Impossible de respirer, la poigne est trop puissante, trop forte pour mon esprit aliéné.
Petit cœur meurtri, tu bats, tu vis, dans ma main alanguie.
Ton rythme est semblable au mien, tu pleures, tu cries.
Les pulsations s'éteignent, lentement, doucement ; tu meurs, tu pries.

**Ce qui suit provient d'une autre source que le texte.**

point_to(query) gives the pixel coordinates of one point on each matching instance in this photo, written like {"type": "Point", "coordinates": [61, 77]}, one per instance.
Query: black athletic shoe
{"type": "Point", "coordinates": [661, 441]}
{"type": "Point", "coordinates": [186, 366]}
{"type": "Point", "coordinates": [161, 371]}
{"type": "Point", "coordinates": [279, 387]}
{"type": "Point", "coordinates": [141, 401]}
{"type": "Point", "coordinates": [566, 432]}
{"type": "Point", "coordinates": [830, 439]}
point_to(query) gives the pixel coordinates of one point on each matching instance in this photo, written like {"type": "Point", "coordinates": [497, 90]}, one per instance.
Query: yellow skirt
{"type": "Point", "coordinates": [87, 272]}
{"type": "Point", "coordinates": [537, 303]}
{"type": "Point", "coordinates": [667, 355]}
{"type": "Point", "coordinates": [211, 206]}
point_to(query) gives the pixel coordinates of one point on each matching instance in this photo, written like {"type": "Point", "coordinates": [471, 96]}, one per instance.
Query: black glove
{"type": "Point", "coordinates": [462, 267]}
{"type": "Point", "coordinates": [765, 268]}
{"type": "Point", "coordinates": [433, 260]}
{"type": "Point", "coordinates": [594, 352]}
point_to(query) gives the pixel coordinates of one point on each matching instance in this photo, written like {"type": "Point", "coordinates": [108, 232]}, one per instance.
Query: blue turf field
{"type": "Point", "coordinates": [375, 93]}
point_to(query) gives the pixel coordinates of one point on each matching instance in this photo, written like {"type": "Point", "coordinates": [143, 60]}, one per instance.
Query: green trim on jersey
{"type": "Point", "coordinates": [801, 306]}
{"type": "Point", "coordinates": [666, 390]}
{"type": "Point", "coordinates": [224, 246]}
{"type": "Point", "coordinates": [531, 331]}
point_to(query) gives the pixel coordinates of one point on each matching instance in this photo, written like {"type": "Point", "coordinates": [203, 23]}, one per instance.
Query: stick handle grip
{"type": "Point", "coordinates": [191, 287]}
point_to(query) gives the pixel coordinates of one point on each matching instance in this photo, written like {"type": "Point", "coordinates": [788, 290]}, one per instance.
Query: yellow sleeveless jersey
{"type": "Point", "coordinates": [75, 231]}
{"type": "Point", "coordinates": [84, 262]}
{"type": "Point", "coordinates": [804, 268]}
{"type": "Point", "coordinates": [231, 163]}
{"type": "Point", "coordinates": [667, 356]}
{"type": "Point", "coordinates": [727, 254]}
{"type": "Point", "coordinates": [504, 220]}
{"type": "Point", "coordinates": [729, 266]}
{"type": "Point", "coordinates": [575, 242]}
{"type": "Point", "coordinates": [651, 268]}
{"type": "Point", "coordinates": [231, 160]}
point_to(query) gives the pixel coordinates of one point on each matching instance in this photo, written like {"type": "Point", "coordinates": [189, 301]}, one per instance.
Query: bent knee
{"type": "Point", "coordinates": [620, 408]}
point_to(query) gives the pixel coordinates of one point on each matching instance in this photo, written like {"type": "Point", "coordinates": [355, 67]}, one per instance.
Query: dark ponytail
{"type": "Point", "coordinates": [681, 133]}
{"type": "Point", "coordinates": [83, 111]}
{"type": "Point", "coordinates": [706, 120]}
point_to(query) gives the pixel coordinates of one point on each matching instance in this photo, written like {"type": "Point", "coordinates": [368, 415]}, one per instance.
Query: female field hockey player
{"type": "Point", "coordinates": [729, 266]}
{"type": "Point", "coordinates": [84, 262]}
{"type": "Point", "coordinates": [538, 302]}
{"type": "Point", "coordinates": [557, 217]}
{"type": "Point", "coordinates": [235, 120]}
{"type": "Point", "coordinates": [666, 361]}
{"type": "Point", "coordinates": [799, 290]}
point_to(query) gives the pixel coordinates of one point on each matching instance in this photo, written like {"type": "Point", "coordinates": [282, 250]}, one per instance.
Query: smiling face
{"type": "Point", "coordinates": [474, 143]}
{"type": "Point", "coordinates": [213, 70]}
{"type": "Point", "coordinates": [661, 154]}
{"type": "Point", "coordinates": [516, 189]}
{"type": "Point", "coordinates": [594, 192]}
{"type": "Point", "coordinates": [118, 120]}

Qui t'entends ? Dis-moi, qui te sens ?
Les échos de ta douleur s'étalent en notes funèbres, s'entrechoquent contre les parois de mon crâne fissuré. Je la ressens, ta mort. Elle me brise les os, lacère ma chair et noie mon cœur qui bat, qui vit. Je pleure, je crie. Oui, tu meurs, je prie. Je hurle et puis je fuis.

Le sang coulera.
Deux fois demain.

À travers la fenêtre, j'admire l'obscurité, puis les ténèbres de nos vies, sans bruit.
Sans bruit, l'orage gronde encore. Le tonnerre est silencieux, comme nos âmes évanouies. Les éclairs, aussi noirs que nos rires, s'assombrissent à mesure que les battements se meurent.
Je l'ai dit, te souviens-tu ? Un matin, entre les lignes, tu m'as demandé comment se terminerait cette histoire. J'ai analysé, réfléchi, puis comme par magie, j'ai compris. Le reflet de ton minois, blême dans ce miroir jauni, c'est lui, qui m'a appris la vérité derrière toute cette folie.
Dans un silence tu as hurlé, tes yeux ont saigné jusqu'à ce que tes sanglots t'emportent dans l'au-delà. Pas la mort, non pas encore. C'était trop tôt, ou peut-être trop tard ? Que sais-je ? Je t'avais prévenu, pourtant.
Le sol s'est fissuré et nos souvenirs se sont faussés. L'hémoglobine est noire lorsque l'esprit est maudit.

Le sang coulera.
Une fois avant la fin.

Les larmes me brisent la voix, je ne peux plus crier alors je prie encore. Dans un silence de mort, j'observe ton cœur. Pourquoi ne pulse-t-il plus ? Je n'ai pas serré les doigts. Je te le promets, je ne l'ai pas fait. L'envie m'a étreint, je l'admets, mais la force, je ne l'ai pas trouvé.
Ce silence me rend faible, pourquoi ne hurles-tu plus ?
Fébrile, j'avance jusqu'à la fenêtre. L'air est froid, comme l'organe qui ne vit pas. Le monde s'insurge, l'entends-tu ?
Je crois, qu'entre les planches de ton cercueil, mon cœur s'est mis en pause. Je le pose. Chut ! Il se repose.
Ton corps glacé, je le réchaufferai, enfin, j'essaierai.
Peut-être qu'en réalité, je suis mort aussi.

Endeuillé.
Seul ou à deux.

Ce sont nos vies que nous pleurons.
Les sanglots deviennent la pluie.
Oui, je gis sous l'averse de nos larmes meurtries.